Very impressed by student performance! The teams worked for several hours to come up with startup ideas related to sustainability, create presentation slides, and present in front of the crowd. Lots of wow moments! To produce something so polished in a very limited timeframe requires lots of energy, resourcefulness, and impeccable teamwork!
One interesting observation: most of the visuals appeared to be AI-generated (i.e. purpose-made for the …purpose, instead of closest matches being picked from the Internet). Some of the text was also likely written by AI, and seamlessly integrated into the presentations. What we’re seeing is co-innovation by people and AI – it’s happening already, and it works great!
There were some bummers, too. The theme being sustainability and climate action, most of the ideas were inherently too ambitious for a student team to realistically implement, and would require the attention of governments or large commercial players. This is where Inspiradrome could step in, and hook up the students, their ideas, and those who can do the heavy lifting!

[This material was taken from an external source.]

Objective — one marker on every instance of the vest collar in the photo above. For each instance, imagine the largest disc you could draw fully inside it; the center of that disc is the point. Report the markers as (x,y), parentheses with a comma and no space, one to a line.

On the social side of things, I was glad to meet some cool people. It is awesome to speak to students who are passionate about innovation!
But even if you just lurk on the sidelines, this kind of events are very good to get innovative ideas stirring. By listening to ideas of others, you can come up with your own more easily!
2025/09/30 – Launching the News section (proper announcement)

News at Inspiradrome: A Place for Milestones
We’re excited to see the News section come alive! While Inspiradrome is still in its early stages, this space will serve as a shared diary of progress — recording the little steps, experiments, and breakthroughs that often go unnoticed elsewhere.
Why a News section? Because innovation doesn’t happen in a vacuum. It unfolds through conversations, events, prototypes, and even small sparks of inspiration. By documenting these moments, we create a trail of momentum that others can follow, contribute to, or simply enjoy.
Think of it as our public heartbeat: whether it’s new ideas, community highlights, or reflections on where Inspiradrome is headed, you’ll see it here.
We can’t wait to look back one day and see how far these early updates carried us.
2025/09/30 – Launching the News section

I wanted to make a News section for a while. But there wasn’t much news. Oh, what the heck, we can just use this space for chit-chat!